Research Finds Flying Is Low-Risk
There seems to be a common misconception among the public that air travel is a high-risk activity when it comes to COVID-19. However, new research from the Aviation Public Health Initiative—a project of the Harvard T.H. Chan School of Public Health—indicates otherwise.
Phase one of its ongoing research on strategies and practices to reduce the public health risks of flying during the COVID-19 pandemic are outlined in their "Gate-to-Gate" report.
With its focus on considerations aboard the aircraft, the report found that, through a layered approach to risk mitigation, the scientific evidence shows a low risk of COVID-19 transmission on an aircraft. The report provides evidence that it's possible to leverage technology and modify behavior to allow some near-normal activity while reducing the risks of disease transmission during the COVID-19 crisis.
Analysis from the report shows that ventilation of air on aircraft reduces the possibility of exposure to COVID-19, lower than other common settings, such as a grocery store or indoor restaurant. This effectively counters the proximity travelers are subject to during flights.
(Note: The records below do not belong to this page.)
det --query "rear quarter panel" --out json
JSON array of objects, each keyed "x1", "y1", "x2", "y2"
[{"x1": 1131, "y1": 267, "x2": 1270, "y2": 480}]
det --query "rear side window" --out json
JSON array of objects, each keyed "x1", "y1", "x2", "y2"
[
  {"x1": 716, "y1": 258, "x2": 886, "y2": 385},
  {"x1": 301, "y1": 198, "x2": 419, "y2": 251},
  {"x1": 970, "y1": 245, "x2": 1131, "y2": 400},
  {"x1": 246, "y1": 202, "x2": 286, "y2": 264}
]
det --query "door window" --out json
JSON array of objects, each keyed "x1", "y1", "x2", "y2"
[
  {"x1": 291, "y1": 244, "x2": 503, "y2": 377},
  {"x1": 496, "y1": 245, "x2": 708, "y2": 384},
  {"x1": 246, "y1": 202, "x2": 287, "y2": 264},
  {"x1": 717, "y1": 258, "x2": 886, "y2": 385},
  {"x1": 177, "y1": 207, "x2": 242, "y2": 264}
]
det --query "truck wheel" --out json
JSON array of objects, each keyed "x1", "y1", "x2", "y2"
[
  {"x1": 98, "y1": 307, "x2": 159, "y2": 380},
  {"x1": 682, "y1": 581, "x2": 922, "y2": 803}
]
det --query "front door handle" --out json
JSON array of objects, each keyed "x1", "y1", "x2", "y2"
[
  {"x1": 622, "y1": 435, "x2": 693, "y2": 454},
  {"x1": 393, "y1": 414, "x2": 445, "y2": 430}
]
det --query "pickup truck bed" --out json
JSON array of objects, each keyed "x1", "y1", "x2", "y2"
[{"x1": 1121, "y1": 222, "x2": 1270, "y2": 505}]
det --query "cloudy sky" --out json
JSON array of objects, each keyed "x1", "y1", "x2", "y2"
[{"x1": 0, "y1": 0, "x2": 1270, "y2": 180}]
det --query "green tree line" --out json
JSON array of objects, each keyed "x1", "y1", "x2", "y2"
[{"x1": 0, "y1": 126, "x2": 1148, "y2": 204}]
Because of the frequent exchange of air and HEPA filters on planes, over 99% of the particles containing the virus are removed from cabin air.
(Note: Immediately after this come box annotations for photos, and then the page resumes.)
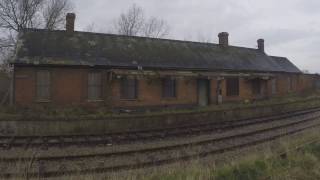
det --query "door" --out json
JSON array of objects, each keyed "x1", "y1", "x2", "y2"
[{"x1": 198, "y1": 79, "x2": 210, "y2": 107}]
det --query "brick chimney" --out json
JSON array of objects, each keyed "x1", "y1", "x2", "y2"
[
  {"x1": 218, "y1": 32, "x2": 229, "y2": 47},
  {"x1": 258, "y1": 39, "x2": 264, "y2": 53},
  {"x1": 66, "y1": 13, "x2": 76, "y2": 32}
]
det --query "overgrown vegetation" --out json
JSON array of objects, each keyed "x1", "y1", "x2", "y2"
[
  {"x1": 0, "y1": 91, "x2": 320, "y2": 119},
  {"x1": 47, "y1": 129, "x2": 320, "y2": 180}
]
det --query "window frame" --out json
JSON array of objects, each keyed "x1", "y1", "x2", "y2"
[
  {"x1": 87, "y1": 71, "x2": 103, "y2": 102},
  {"x1": 251, "y1": 79, "x2": 262, "y2": 96},
  {"x1": 120, "y1": 77, "x2": 139, "y2": 101},
  {"x1": 271, "y1": 78, "x2": 278, "y2": 95},
  {"x1": 226, "y1": 77, "x2": 240, "y2": 97},
  {"x1": 35, "y1": 69, "x2": 52, "y2": 102},
  {"x1": 161, "y1": 78, "x2": 178, "y2": 99}
]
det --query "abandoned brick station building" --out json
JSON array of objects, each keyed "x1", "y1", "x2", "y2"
[{"x1": 12, "y1": 14, "x2": 308, "y2": 108}]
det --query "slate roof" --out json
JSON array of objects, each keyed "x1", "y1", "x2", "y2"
[{"x1": 13, "y1": 29, "x2": 300, "y2": 73}]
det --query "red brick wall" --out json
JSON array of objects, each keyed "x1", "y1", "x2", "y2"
[
  {"x1": 111, "y1": 79, "x2": 197, "y2": 107},
  {"x1": 15, "y1": 67, "x2": 313, "y2": 107}
]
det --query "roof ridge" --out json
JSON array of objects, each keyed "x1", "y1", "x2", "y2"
[{"x1": 21, "y1": 28, "x2": 258, "y2": 50}]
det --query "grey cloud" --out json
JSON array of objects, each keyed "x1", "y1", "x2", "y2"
[{"x1": 62, "y1": 0, "x2": 320, "y2": 72}]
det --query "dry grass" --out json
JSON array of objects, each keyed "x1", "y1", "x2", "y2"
[{"x1": 9, "y1": 129, "x2": 312, "y2": 180}]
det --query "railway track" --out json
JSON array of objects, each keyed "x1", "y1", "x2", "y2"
[
  {"x1": 0, "y1": 109, "x2": 320, "y2": 178},
  {"x1": 0, "y1": 108, "x2": 320, "y2": 150}
]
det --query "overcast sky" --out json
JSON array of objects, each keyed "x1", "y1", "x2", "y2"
[{"x1": 72, "y1": 0, "x2": 320, "y2": 73}]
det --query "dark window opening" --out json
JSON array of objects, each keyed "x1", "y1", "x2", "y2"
[
  {"x1": 121, "y1": 78, "x2": 138, "y2": 99},
  {"x1": 88, "y1": 72, "x2": 102, "y2": 101},
  {"x1": 271, "y1": 79, "x2": 277, "y2": 94},
  {"x1": 227, "y1": 78, "x2": 239, "y2": 96},
  {"x1": 36, "y1": 70, "x2": 51, "y2": 101},
  {"x1": 252, "y1": 79, "x2": 261, "y2": 95},
  {"x1": 287, "y1": 77, "x2": 293, "y2": 92},
  {"x1": 162, "y1": 78, "x2": 177, "y2": 98}
]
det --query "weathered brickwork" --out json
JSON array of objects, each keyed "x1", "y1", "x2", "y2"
[{"x1": 14, "y1": 67, "x2": 315, "y2": 108}]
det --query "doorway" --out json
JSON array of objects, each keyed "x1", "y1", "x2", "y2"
[{"x1": 198, "y1": 79, "x2": 210, "y2": 107}]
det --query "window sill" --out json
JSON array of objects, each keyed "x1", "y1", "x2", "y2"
[
  {"x1": 226, "y1": 95, "x2": 240, "y2": 98},
  {"x1": 87, "y1": 100, "x2": 104, "y2": 103},
  {"x1": 35, "y1": 100, "x2": 51, "y2": 103},
  {"x1": 161, "y1": 97, "x2": 178, "y2": 101},
  {"x1": 120, "y1": 99, "x2": 139, "y2": 101}
]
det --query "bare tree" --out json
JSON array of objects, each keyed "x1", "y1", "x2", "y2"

In addition to the air filtration systems, synergistic layers include:
- Universal wearing of facemasks by passengers and crew throughout the journey.
- Distancing protocols and provision of strong ventilation during boarding and deplaning.
- Disinfection of high-touch aircraft surfaces to remove contamination.
- Passenger attestations that they do not have COVID-19 related symptoms and commitment to adhere to airline mask policy.
"Our team found that, together with their high-performing ventilation systems, the actions that the airlines put in place—including mandatory use of face masks—significantly reduce risks of viral transmission aboard an airplane," said Leonard Marcus, Co-Director of APHI. "With comprehensive adherence to these preventive measures by airlines and passengers, air travel, along with other sectors of society, can responsibly return to some level of normal activity as we await development of an effective vaccine."
Recommendations for passengers include wearing masks at all times except for very short periods to eat or drink, maintaining social distancing during boarding and deplaning, providing personal health attestations, and maintaining hand hygiene.
The second phase of the report will focus on the curb-to-curb airport environment, which will examine testing, the indoor air environment of airports, and other measures to reduce risk of disease transmission.